Au XVIème siècle, l’alchimiste Fulcanelli a fui l’Inquisition et s’est réfugié à Veracruz. Devenu horloger officiel du vice-roi, il invente un étrange mécanisme qui permet d’accéder à la vie éternelle. Quatre cents ans plus tard, l’alchimiste meurt dans l’effondrement d’un immeuble et emporte son secret avec lui. A l’époque actuelle à Mexico, Jesús Gris, un vieil antiquaire, découvre l’horloge de Cronos dissimulée dans une statue. L’objet lui injecte un puissant venin qui lui redonne force et jeunesse, mais le rend dépendant au sang humain. Devenu un monstre, Jesús ne peut compter que sur l’aide de sa petite-fille. Le duo doit lutter contre un richissime homme d’affaires rongé par la maladie, prêt à tout pour posséder le mystérieux appareil.

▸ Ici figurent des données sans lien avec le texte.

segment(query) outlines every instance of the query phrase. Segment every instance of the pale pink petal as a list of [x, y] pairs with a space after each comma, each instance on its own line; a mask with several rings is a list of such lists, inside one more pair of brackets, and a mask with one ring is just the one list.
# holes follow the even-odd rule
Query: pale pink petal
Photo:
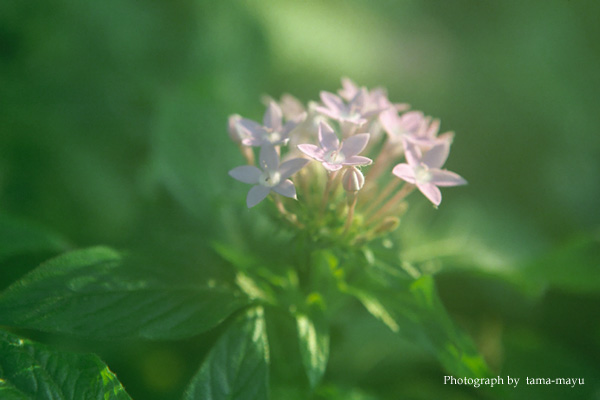
[[269, 192], [271, 192], [271, 189], [268, 187], [261, 185], [252, 186], [250, 191], [248, 191], [248, 196], [246, 197], [246, 205], [248, 208], [254, 207], [263, 201], [265, 197], [269, 195]]
[[390, 135], [392, 140], [398, 139], [396, 136], [398, 135], [398, 124], [400, 123], [398, 118], [398, 113], [393, 108], [385, 110], [381, 114], [379, 114], [379, 121], [383, 126], [383, 130]]
[[289, 179], [281, 182], [279, 185], [273, 187], [273, 190], [285, 197], [291, 197], [292, 199], [296, 198], [296, 188], [294, 184]]
[[279, 155], [273, 145], [267, 144], [260, 148], [260, 167], [264, 171], [277, 171], [279, 167]]
[[263, 125], [275, 132], [279, 132], [281, 131], [281, 117], [281, 108], [277, 103], [271, 101], [269, 107], [267, 107], [267, 111], [265, 111]]
[[407, 132], [415, 132], [425, 122], [425, 117], [421, 111], [409, 111], [402, 114], [400, 124]]
[[324, 162], [323, 163], [323, 167], [327, 170], [327, 171], [339, 171], [340, 169], [342, 169], [343, 165], [342, 164], [329, 164], [328, 162]]
[[431, 182], [417, 182], [417, 187], [435, 206], [442, 202], [442, 192]]
[[325, 122], [319, 124], [319, 143], [325, 152], [337, 150], [340, 147], [340, 141], [337, 135]]
[[339, 119], [340, 118], [340, 114], [337, 111], [331, 111], [329, 108], [327, 107], [323, 107], [323, 106], [315, 106], [315, 111], [325, 115], [326, 117], [329, 117], [331, 119]]
[[415, 184], [417, 182], [415, 178], [415, 170], [408, 164], [396, 165], [392, 170], [392, 174], [408, 183]]
[[421, 150], [414, 143], [409, 140], [402, 140], [404, 145], [404, 157], [410, 166], [417, 166], [421, 164]]
[[256, 168], [254, 165], [243, 165], [229, 171], [229, 176], [231, 176], [233, 179], [252, 184], [258, 183], [258, 177], [260, 174], [260, 169]]
[[440, 131], [440, 120], [438, 118], [436, 118], [433, 121], [431, 121], [431, 125], [429, 125], [429, 128], [427, 128], [427, 133], [425, 134], [425, 136], [434, 138], [437, 136], [439, 131]]
[[448, 142], [448, 144], [452, 144], [452, 142], [454, 141], [454, 132], [444, 132], [440, 136], [438, 136], [437, 139]]
[[338, 93], [344, 100], [350, 100], [356, 96], [358, 86], [350, 78], [342, 78], [342, 89]]
[[367, 147], [370, 136], [371, 135], [368, 133], [360, 133], [358, 135], [349, 137], [342, 142], [342, 148], [340, 149], [340, 152], [346, 157], [357, 155], [363, 151], [365, 147]]
[[307, 160], [306, 158], [294, 158], [282, 163], [279, 166], [279, 174], [281, 175], [280, 179], [289, 178], [296, 172], [300, 171], [309, 162], [310, 160]]
[[373, 160], [371, 160], [368, 157], [351, 156], [351, 157], [347, 157], [342, 164], [343, 165], [369, 165], [372, 163], [373, 163]]
[[429, 168], [441, 168], [448, 159], [448, 154], [450, 154], [450, 145], [447, 142], [439, 142], [423, 154], [421, 162]]
[[299, 144], [298, 149], [310, 158], [314, 158], [318, 161], [323, 161], [323, 158], [325, 157], [325, 152], [319, 146], [315, 146], [314, 144]]
[[430, 169], [431, 183], [436, 186], [460, 186], [466, 185], [467, 181], [460, 175], [444, 169]]
[[[306, 113], [304, 113], [304, 115], [306, 115]], [[299, 122], [297, 122], [297, 121], [286, 122], [285, 125], [283, 126], [283, 128], [281, 128], [282, 136], [288, 136], [291, 131], [296, 129], [298, 124], [299, 124]]]
[[325, 104], [327, 108], [331, 109], [331, 111], [339, 113], [346, 109], [346, 105], [344, 104], [342, 99], [337, 97], [335, 94], [329, 92], [321, 92], [320, 95], [323, 104]]

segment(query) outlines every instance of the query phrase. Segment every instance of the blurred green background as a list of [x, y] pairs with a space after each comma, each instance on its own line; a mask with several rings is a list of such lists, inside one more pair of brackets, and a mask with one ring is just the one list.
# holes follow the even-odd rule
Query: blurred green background
[[[229, 114], [261, 118], [264, 94], [317, 100], [342, 76], [384, 86], [456, 132], [446, 166], [469, 181], [437, 211], [412, 201], [406, 260], [437, 274], [500, 375], [586, 385], [444, 386], [435, 360], [357, 310], [337, 322], [353, 328], [333, 335], [326, 382], [385, 399], [600, 399], [599, 15], [592, 0], [3, 1], [0, 212], [66, 247], [201, 268], [231, 205], [254, 212], [227, 176], [243, 162]], [[52, 249], [0, 260], [0, 286]], [[170, 399], [218, 333], [39, 337], [99, 353], [133, 398]]]

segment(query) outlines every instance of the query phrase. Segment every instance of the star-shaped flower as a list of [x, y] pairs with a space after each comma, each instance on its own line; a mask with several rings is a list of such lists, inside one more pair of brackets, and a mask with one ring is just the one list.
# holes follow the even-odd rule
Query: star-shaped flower
[[298, 149], [304, 154], [320, 161], [328, 171], [337, 171], [346, 165], [369, 165], [370, 158], [357, 155], [367, 146], [370, 135], [361, 133], [351, 136], [340, 144], [338, 137], [329, 125], [319, 124], [319, 144], [299, 144]]
[[298, 172], [310, 160], [294, 158], [279, 164], [279, 155], [272, 145], [260, 148], [260, 168], [254, 165], [244, 165], [229, 171], [229, 175], [238, 181], [253, 184], [246, 205], [254, 207], [268, 196], [271, 191], [285, 197], [296, 198], [294, 183], [288, 178]]
[[467, 181], [460, 175], [440, 169], [450, 153], [448, 142], [435, 144], [425, 154], [421, 155], [419, 147], [407, 140], [404, 142], [408, 164], [398, 164], [392, 173], [417, 188], [436, 207], [442, 202], [442, 193], [438, 186], [466, 185]]
[[[300, 117], [304, 118], [305, 116], [304, 114]], [[246, 118], [239, 120], [238, 125], [247, 132], [246, 137], [242, 139], [243, 145], [262, 147], [265, 145], [275, 146], [286, 144], [289, 140], [290, 132], [300, 122], [299, 119], [292, 120], [287, 121], [283, 125], [281, 107], [274, 101], [271, 101], [265, 111], [262, 125]]]
[[361, 126], [368, 118], [381, 110], [371, 110], [368, 107], [368, 92], [366, 89], [358, 89], [356, 95], [346, 104], [344, 100], [333, 93], [321, 92], [321, 101], [325, 107], [316, 107], [316, 110], [331, 119], [340, 122], [349, 122]]

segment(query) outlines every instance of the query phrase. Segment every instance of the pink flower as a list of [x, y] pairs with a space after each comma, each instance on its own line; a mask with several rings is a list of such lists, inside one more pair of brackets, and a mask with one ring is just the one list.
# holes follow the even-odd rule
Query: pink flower
[[319, 124], [319, 144], [299, 144], [301, 152], [320, 161], [328, 171], [337, 171], [346, 165], [368, 165], [373, 162], [370, 158], [357, 155], [367, 146], [370, 135], [361, 133], [351, 136], [340, 144], [338, 137], [329, 125]]
[[316, 111], [339, 122], [349, 122], [353, 125], [363, 125], [368, 118], [381, 110], [370, 109], [368, 92], [358, 89], [356, 95], [346, 104], [344, 100], [333, 93], [321, 92], [321, 101], [325, 107], [318, 106]]
[[421, 155], [417, 145], [404, 142], [408, 164], [398, 164], [392, 173], [417, 188], [435, 206], [442, 202], [442, 193], [438, 186], [466, 185], [467, 181], [454, 172], [440, 169], [450, 153], [450, 144], [446, 141], [435, 144], [429, 151]]
[[[305, 117], [301, 115], [302, 118]], [[269, 103], [267, 111], [263, 117], [263, 124], [260, 125], [252, 120], [242, 118], [238, 126], [246, 131], [243, 135], [242, 144], [245, 146], [265, 146], [287, 144], [290, 132], [300, 123], [300, 120], [293, 120], [282, 124], [281, 107], [274, 101]]]
[[271, 191], [295, 199], [296, 188], [294, 183], [287, 178], [302, 169], [310, 160], [294, 158], [280, 165], [279, 155], [272, 145], [260, 148], [259, 159], [260, 168], [253, 165], [244, 165], [229, 171], [232, 178], [255, 185], [246, 197], [248, 208], [254, 207], [263, 201]]

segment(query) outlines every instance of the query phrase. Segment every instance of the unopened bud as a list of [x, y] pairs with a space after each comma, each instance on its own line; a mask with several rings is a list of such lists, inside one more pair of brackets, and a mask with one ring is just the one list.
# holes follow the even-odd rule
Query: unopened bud
[[346, 192], [358, 192], [365, 184], [365, 177], [356, 167], [350, 167], [342, 176], [342, 186]]
[[235, 143], [241, 143], [242, 139], [243, 139], [243, 135], [240, 131], [238, 122], [240, 122], [240, 120], [242, 119], [242, 117], [238, 114], [233, 114], [229, 116], [229, 120], [228, 122], [228, 130], [229, 130], [229, 137], [231, 138], [231, 140], [233, 140]]

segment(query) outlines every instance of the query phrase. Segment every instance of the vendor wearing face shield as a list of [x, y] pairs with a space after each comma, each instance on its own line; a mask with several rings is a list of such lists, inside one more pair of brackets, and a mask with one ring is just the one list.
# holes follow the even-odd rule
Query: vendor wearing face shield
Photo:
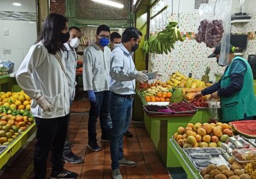
[[[208, 58], [219, 58], [221, 44], [218, 45]], [[209, 99], [220, 98], [224, 122], [251, 119], [256, 115], [256, 97], [254, 93], [252, 69], [247, 60], [235, 57], [230, 45], [228, 66], [218, 83], [196, 93], [196, 96], [212, 94]]]

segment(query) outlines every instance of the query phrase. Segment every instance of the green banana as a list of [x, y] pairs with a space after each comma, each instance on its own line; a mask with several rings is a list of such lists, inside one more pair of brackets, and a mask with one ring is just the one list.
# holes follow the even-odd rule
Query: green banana
[[178, 34], [178, 39], [179, 39], [179, 40], [180, 41], [184, 41], [184, 38], [182, 37], [182, 35], [180, 34], [180, 29], [178, 29], [177, 34]]

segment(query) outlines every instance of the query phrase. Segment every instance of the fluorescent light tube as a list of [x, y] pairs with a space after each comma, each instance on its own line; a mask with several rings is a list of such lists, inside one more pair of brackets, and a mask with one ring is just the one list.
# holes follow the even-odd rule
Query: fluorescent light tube
[[15, 5], [15, 6], [21, 6], [21, 4], [19, 3], [19, 2], [13, 2], [12, 5]]
[[110, 5], [110, 6], [113, 6], [115, 7], [117, 7], [117, 8], [119, 8], [119, 9], [123, 9], [124, 8], [124, 5], [122, 4], [119, 4], [119, 3], [117, 3], [117, 2], [113, 2], [112, 1], [108, 1], [108, 0], [91, 0], [96, 2], [99, 2], [99, 3], [101, 3], [105, 5]]

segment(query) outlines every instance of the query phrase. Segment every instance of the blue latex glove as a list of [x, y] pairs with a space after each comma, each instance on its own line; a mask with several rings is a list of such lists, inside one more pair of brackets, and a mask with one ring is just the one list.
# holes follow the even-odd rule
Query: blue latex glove
[[96, 102], [96, 96], [93, 90], [88, 90], [88, 96], [90, 102]]

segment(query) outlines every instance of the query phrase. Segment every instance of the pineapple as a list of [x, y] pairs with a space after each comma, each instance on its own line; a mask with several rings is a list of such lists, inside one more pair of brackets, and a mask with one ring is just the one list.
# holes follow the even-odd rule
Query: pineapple
[[202, 82], [204, 82], [204, 83], [205, 84], [209, 82], [209, 72], [210, 72], [210, 67], [209, 66], [207, 66], [206, 68], [206, 69], [205, 69], [205, 74], [203, 75], [203, 76], [202, 77], [201, 81]]

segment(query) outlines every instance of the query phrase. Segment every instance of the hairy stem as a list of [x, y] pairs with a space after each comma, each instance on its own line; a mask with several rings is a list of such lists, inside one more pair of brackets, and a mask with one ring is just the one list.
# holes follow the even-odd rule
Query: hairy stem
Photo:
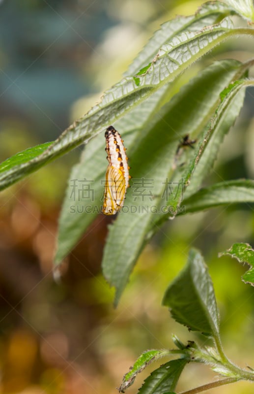
[[219, 387], [220, 386], [224, 386], [225, 385], [228, 385], [229, 383], [233, 383], [238, 380], [238, 379], [236, 378], [226, 378], [226, 379], [222, 379], [220, 380], [217, 380], [216, 382], [212, 382], [211, 383], [207, 383], [206, 385], [199, 386], [199, 387], [196, 387], [195, 389], [192, 389], [191, 390], [182, 392], [181, 394], [196, 394], [197, 393], [201, 393], [202, 391], [209, 390], [211, 389], [214, 389], [215, 387]]

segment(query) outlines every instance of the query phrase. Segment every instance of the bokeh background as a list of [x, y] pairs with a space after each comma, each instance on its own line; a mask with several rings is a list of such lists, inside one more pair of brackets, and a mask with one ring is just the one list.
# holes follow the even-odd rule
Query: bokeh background
[[[202, 2], [0, 1], [1, 161], [55, 139], [119, 80], [161, 23], [194, 13]], [[182, 81], [215, 59], [252, 57], [253, 41], [237, 39], [209, 54]], [[254, 96], [253, 90], [248, 91], [240, 118], [226, 138], [208, 183], [253, 178]], [[57, 218], [70, 168], [81, 150], [0, 195], [0, 393], [115, 393], [142, 351], [173, 347], [171, 333], [183, 341], [202, 342], [161, 306], [191, 246], [200, 249], [209, 266], [226, 353], [242, 366], [254, 366], [253, 288], [240, 280], [245, 268], [217, 258], [234, 242], [254, 246], [251, 204], [176, 218], [165, 225], [142, 254], [116, 310], [113, 292], [100, 270], [108, 218], [92, 225], [70, 255], [62, 282], [54, 281]], [[148, 370], [138, 377], [130, 394]], [[204, 366], [188, 366], [179, 390], [214, 378]], [[251, 394], [253, 388], [239, 383], [216, 391]]]

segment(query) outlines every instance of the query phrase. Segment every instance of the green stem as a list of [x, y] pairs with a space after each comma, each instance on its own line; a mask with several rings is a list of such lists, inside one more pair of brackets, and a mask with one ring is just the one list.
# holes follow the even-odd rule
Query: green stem
[[221, 380], [217, 380], [216, 382], [212, 382], [211, 383], [207, 383], [206, 385], [203, 385], [203, 386], [199, 386], [199, 387], [192, 389], [191, 390], [182, 392], [181, 394], [197, 394], [197, 393], [201, 393], [202, 391], [214, 389], [215, 387], [219, 387], [220, 386], [233, 383], [238, 380], [236, 378], [226, 378], [226, 379], [221, 379]]
[[[226, 366], [229, 371], [232, 372], [234, 375], [236, 376], [238, 375], [239, 379], [254, 382], [254, 372], [253, 371], [251, 371], [249, 372], [249, 371], [242, 369], [228, 360], [224, 353], [221, 339], [219, 335], [214, 337], [214, 340], [218, 352], [221, 357], [221, 361], [222, 363], [224, 364], [225, 366]], [[237, 378], [236, 378], [236, 379], [237, 379]]]

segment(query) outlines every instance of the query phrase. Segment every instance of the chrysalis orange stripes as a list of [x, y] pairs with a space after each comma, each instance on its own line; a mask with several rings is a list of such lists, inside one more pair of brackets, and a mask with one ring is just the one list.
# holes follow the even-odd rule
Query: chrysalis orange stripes
[[102, 212], [105, 215], [114, 215], [123, 205], [129, 186], [129, 167], [123, 141], [113, 126], [108, 128], [105, 137], [109, 164], [106, 173]]

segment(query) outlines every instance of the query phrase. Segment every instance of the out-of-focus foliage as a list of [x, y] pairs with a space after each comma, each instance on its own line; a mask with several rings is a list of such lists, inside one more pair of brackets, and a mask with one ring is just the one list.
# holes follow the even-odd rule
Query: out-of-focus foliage
[[[83, 115], [95, 97], [119, 79], [160, 23], [176, 14], [193, 13], [202, 2], [2, 1], [1, 159], [54, 139], [70, 123], [69, 116], [73, 120]], [[252, 50], [251, 42], [248, 45]], [[241, 40], [229, 43], [227, 57], [235, 54], [244, 61], [250, 54], [241, 52], [242, 47]], [[219, 57], [219, 50], [217, 54]], [[182, 81], [199, 66], [189, 70]], [[63, 94], [66, 90], [68, 94]], [[222, 176], [253, 175], [253, 125], [244, 131], [253, 114], [253, 99], [250, 90], [242, 117], [226, 138], [212, 173], [215, 182]], [[76, 160], [79, 153], [74, 153]], [[99, 266], [108, 218], [99, 217], [84, 235], [68, 265], [63, 266], [63, 282], [52, 279], [59, 204], [74, 161], [66, 156], [51, 164], [0, 197], [0, 391], [115, 393], [120, 377], [144, 349], [170, 347], [169, 333], [176, 330], [183, 340], [189, 339], [188, 332], [159, 305], [191, 245], [202, 251], [210, 265], [227, 353], [239, 364], [243, 360], [251, 364], [253, 289], [239, 280], [244, 268], [230, 258], [218, 260], [217, 253], [236, 241], [253, 246], [252, 206], [215, 209], [164, 226], [145, 249], [114, 310], [113, 293]], [[179, 389], [187, 389], [194, 376], [200, 384], [213, 377], [194, 366]], [[137, 392], [144, 378], [141, 374], [130, 393]], [[240, 384], [217, 392], [252, 391]]]

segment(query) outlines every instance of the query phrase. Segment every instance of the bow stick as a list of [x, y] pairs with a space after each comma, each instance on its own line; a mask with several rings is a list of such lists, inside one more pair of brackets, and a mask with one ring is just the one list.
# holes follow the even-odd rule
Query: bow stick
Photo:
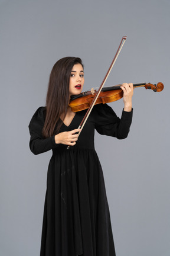
[[[90, 106], [89, 107], [89, 108], [88, 110], [87, 111], [84, 117], [83, 117], [80, 124], [79, 125], [79, 126], [78, 127], [78, 129], [81, 128], [81, 131], [79, 132], [79, 133], [78, 133], [79, 136], [79, 135], [80, 135], [80, 133], [81, 133], [81, 130], [82, 130], [82, 129], [83, 129], [83, 127], [84, 127], [84, 124], [85, 124], [85, 123], [86, 123], [86, 121], [87, 121], [87, 119], [88, 119], [88, 117], [89, 117], [89, 115], [90, 115], [90, 113], [93, 109], [93, 106], [94, 105], [94, 104], [96, 103], [96, 100], [97, 100], [97, 98], [100, 94], [100, 92], [101, 92], [102, 89], [103, 87], [103, 86], [104, 86], [104, 85], [111, 71], [112, 71], [112, 69], [113, 65], [115, 65], [115, 63], [116, 62], [116, 59], [117, 59], [117, 57], [118, 57], [118, 56], [119, 56], [119, 53], [122, 50], [122, 48], [123, 46], [123, 44], [125, 42], [126, 37], [127, 37], [126, 36], [123, 36], [122, 37], [122, 39], [120, 41], [120, 43], [119, 44], [118, 49], [117, 49], [116, 53], [114, 57], [114, 59], [113, 59], [113, 61], [112, 61], [112, 63], [111, 63], [111, 65], [110, 65], [110, 66], [108, 69], [108, 71], [107, 72], [107, 73], [106, 73], [106, 75], [105, 75], [102, 84], [101, 84], [101, 85], [100, 86], [100, 87], [99, 87], [99, 89], [98, 89]], [[70, 146], [68, 146], [67, 149], [68, 149], [69, 148], [70, 148]]]

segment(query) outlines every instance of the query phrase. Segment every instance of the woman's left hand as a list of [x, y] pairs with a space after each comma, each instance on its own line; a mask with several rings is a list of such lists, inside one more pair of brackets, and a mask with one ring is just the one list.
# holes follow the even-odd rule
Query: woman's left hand
[[125, 104], [124, 111], [130, 112], [132, 111], [132, 98], [133, 94], [133, 84], [122, 84], [120, 87], [123, 91], [123, 102]]

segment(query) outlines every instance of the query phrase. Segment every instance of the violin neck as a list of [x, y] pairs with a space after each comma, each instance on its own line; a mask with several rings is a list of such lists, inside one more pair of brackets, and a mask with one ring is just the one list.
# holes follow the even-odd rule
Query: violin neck
[[[145, 87], [145, 85], [146, 84], [146, 83], [134, 84], [133, 87], [134, 88], [143, 87]], [[112, 91], [112, 90], [119, 89], [121, 89], [121, 88], [120, 88], [121, 85], [122, 85], [120, 84], [120, 85], [114, 85], [114, 86], [109, 87], [103, 87], [102, 88], [102, 91]]]

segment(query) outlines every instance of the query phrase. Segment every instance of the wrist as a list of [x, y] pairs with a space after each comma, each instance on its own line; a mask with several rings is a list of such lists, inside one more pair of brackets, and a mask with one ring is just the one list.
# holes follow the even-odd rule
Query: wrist
[[58, 135], [56, 135], [54, 136], [54, 140], [55, 140], [55, 144], [60, 144], [60, 143], [59, 141], [59, 139], [58, 139]]
[[124, 111], [126, 112], [131, 112], [132, 108], [132, 104], [126, 104], [124, 107]]

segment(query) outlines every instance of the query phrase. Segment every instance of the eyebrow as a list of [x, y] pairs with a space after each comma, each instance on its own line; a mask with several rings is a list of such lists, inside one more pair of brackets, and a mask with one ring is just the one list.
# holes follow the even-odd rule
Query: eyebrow
[[[76, 73], [77, 71], [71, 71], [71, 72], [74, 72]], [[80, 71], [80, 72], [83, 72], [83, 73], [84, 73], [83, 71]]]

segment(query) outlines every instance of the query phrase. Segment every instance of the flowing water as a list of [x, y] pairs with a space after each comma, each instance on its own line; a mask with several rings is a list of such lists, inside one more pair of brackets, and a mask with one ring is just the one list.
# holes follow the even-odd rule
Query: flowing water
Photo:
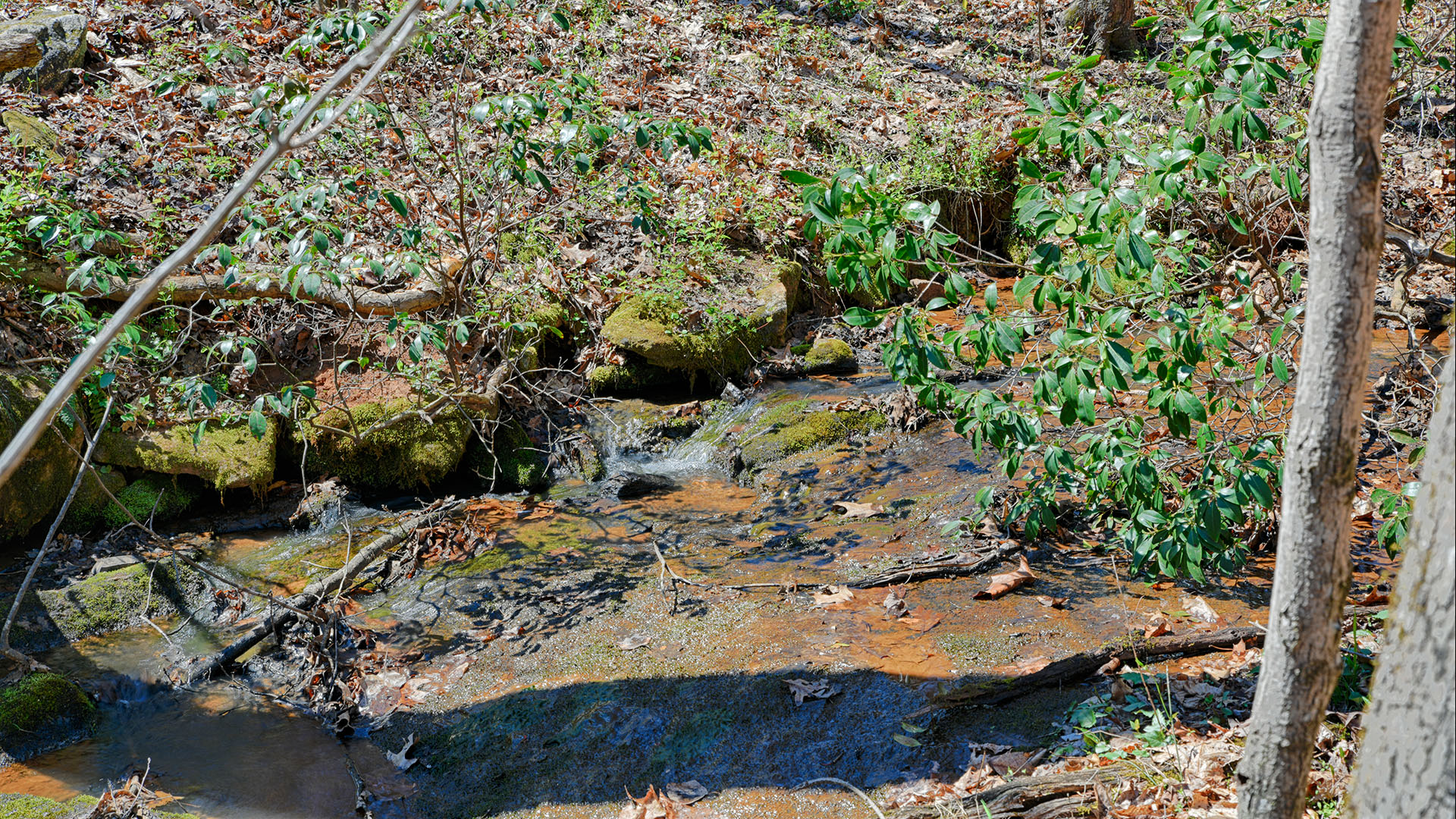
[[[202, 816], [354, 816], [357, 775], [380, 818], [612, 818], [623, 788], [697, 780], [718, 816], [858, 816], [868, 809], [837, 787], [789, 788], [954, 777], [968, 743], [1044, 745], [1093, 694], [1042, 691], [909, 720], [938, 689], [1024, 673], [1176, 611], [1188, 593], [1229, 622], [1258, 614], [1261, 583], [1155, 589], [1075, 546], [1035, 551], [1035, 586], [997, 600], [973, 599], [986, 580], [962, 577], [909, 587], [907, 618], [887, 616], [885, 589], [814, 605], [823, 584], [960, 548], [943, 525], [996, 478], [942, 423], [786, 459], [751, 487], [729, 475], [728, 442], [743, 444], [780, 402], [891, 386], [879, 376], [775, 385], [678, 440], [649, 434], [667, 405], [604, 404], [594, 434], [609, 474], [668, 482], [635, 500], [571, 479], [545, 498], [486, 498], [478, 522], [494, 545], [358, 595], [352, 619], [377, 634], [383, 667], [348, 740], [280, 704], [287, 675], [269, 679], [266, 663], [198, 691], [159, 683], [167, 659], [205, 653], [227, 630], [169, 622], [157, 624], [167, 637], [141, 628], [57, 648], [45, 662], [89, 681], [105, 702], [100, 727], [0, 771], [0, 793], [98, 794], [150, 765], [167, 809]], [[885, 514], [833, 512], [846, 500]], [[293, 592], [386, 520], [354, 506], [307, 533], [217, 538], [207, 560]], [[674, 587], [665, 568], [696, 584]], [[1053, 609], [1035, 595], [1070, 602]], [[796, 702], [788, 681], [837, 692]], [[384, 752], [408, 740], [419, 762], [399, 772]]]

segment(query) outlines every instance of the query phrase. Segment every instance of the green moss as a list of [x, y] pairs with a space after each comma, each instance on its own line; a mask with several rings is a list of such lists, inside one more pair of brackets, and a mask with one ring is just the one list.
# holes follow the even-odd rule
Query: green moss
[[495, 427], [489, 444], [472, 436], [464, 466], [498, 490], [537, 490], [546, 485], [546, 458], [514, 418]]
[[67, 640], [76, 640], [135, 625], [143, 612], [153, 618], [176, 614], [179, 606], [188, 608], [188, 600], [204, 586], [199, 573], [176, 558], [165, 558], [105, 571], [63, 589], [47, 589], [28, 597], [22, 612], [44, 611]]
[[[79, 819], [90, 816], [96, 809], [98, 799], [93, 796], [77, 796], [67, 802], [55, 802], [44, 796], [28, 796], [19, 793], [0, 793], [0, 819]], [[185, 813], [163, 813], [151, 810], [149, 816], [156, 819], [185, 819]]]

Cronos est le premier long métrage de Guillermo del Toro, qu’il réalise en 1992 à l’âge de vingt-huit ans après avoir créé sa propre société spécialisée dans les effets spéciaux et fait ses armes à la télévision. Dès ses débuts de cinéaste, del Toro s’aventure dans les registres de l’imaginaire et du fantastique. Il affiche une ambition exceptionnelle et se retrouve à la tête d’un des plus gros budgets de l’histoire du cinéma mexicain. Cronos brasse divers éléments visuels et narratifs empruntés au mélodrame et au film d’horreur, deux genres chéris par le jeune réalisateur cinéphile, qui se souvient des classiques vénéneux de Mario Bava, Terence Fisher ou Dario Argento. Les influences de Cronos se trouvent aussi dans les œuvres fondatrices de l’horreur moderne signées George A. Romero et David Cronenberg, qui assimilent le vampirisme à l’addiction à la drogue et à la contagion virale. Pourtant, Cronos ne se limite pas à un amalgame de références et d’hommages. Guillermo del Toro se révèle d’emblée un véritable créateur d’univers et un formidable conteur, capable d’entraîner son audience dans un tourbillon d’émotion fortes teintées d’humour noir. Son art du récit se combine au soin qu’il apporte à la scénographie et à la direction artistique. Chaque élément de décor, chaque éclairage alimentent un symbolisme élaboré des formes et des couleurs et induisent des annotations sur la caractérisation et les motivations des personnages. Guillermo del Toro parvient ainsi à indiquer au spectateur une multitude d’informations psychologiques sans avoir recours aux dialogues, par la seule force évocatrice de ses images. Cronos contient plusieurs thèmes qui feront leurs réapparitions régulières dans la filmographie de Guillermo del Toro, à commencer par l’amour des monstres, ainsi que l’enfance confrontée au danger, à la violence et à la mort. La complicité entre Jesús Gris (l’acteur argentin Federico Luppi) et Aurora, sa petite-fille orpheline de huit ans, offre les moments les plus émouvants du film. Le réalisateur inverse les rôles et fait de la fillette la protectrice de son grand-père, homme-enfant frappé par une malédiction. Découvert à la Semaine de la Critique du Festival de Cannes, Cronos a ouvert à Guillermo del Toro la voie de la reconnaissance internationale. Malgré cela, il était resté inédit au cinéma en France, seulement exploité en vidéo. Il demeure à ce jour son unique film tourné au Mexique.
Trente-trois ans après sa réalisation, Cronos sort enfin dans les salles françaises, restauré en 4K et distribué par Les Films du Camélia, mercredi 26 février.